Birds, Bees and Bunnies: The Biology of IVF

Birds, Bees and Bunnies: The Biology of IVF

This article discusses the basic biology behind the process of In Vitro Fertilization (IVF) and may be helpful to couples who plan to undergo IVF. Technical terms may be found in a glossary at

In the high school classroom, perhaps we giggled a bit about these slightly embarrassing topics. Now that we are trying to get pregnant we need to pay attention.  The story of reproduction is fascinating and complex and the more we know the more we can understand some of the terms used in IVF clinics that affect our outcomes.

In nature, for most women, the production of a single egg each month is automatic. The hormone changes required are treated lightly here.  In IVF, we must go to enormous lengths to be able to obtain this precious cell (the egg) in the laboratory.  More of the story can be found in articles on how the gonadotropin hormones work and how egg retrieval is done, elsewhere on this web site.

We begin with a consideration of the egg, which measures a tenth of a millimeter, is barely visible, but is the largest and most complex single human cell. It provides the energy and structure to form a healthy embryo which can develop into a baby composed of a few trillion cells.  A perfectly competent egg is ready to be fertilized and develop to the 4 cell stage with a little help from the sperm. The sperm will provide 23 chromosomes, half of the genes and the centriole, critical to organize cell division. But (as some would argue, typical of the man), there is no energy provided by the sperm nor is there any follow-up responsibility. The leading contributions for assuring a next-generation must depend on the egg.

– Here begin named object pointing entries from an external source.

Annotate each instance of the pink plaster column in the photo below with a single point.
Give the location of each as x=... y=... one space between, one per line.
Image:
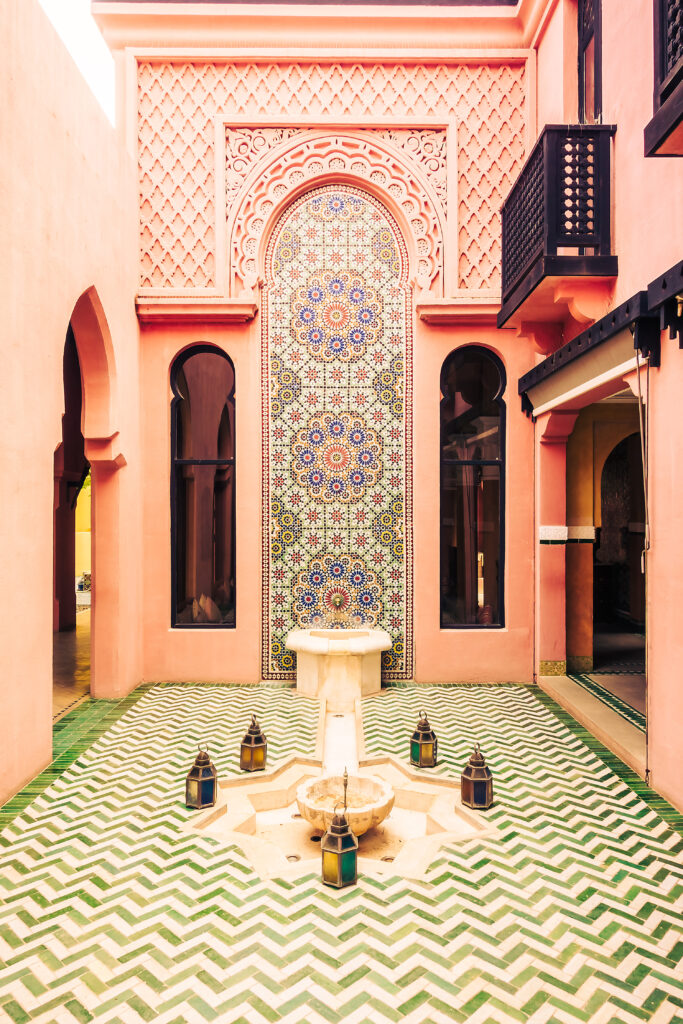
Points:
x=108 y=621
x=553 y=430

The tiny egg which has been resting in the ovary for 20-40 years must suddenly, within weeks, awaken, mature and develop the ability to combine with the sperm and divide.  Rapid and complex changes give the egg competence to do these tasks.  The more we know about the complexities of the process it seems amazing that it ever works. Indeed, too often it does not.  There are many inefficiencies in reproduction, especially in humans. The development of the eggs, the fertilization process, and early development often fail in nature. Even the most fertile young woman has about a 20% chance to conceive in one cycle.  Throughout evolution, this has turned out to be just fine for the human species. Other animals are different. Famously the rabbit produces several eggs each month, and to make sure the timing is right the female bunny, the doe, ovulates by reflex after intercourse. Pregnancy follows automatically. Considering our behavior, it is a good thing that this is not the case in humans.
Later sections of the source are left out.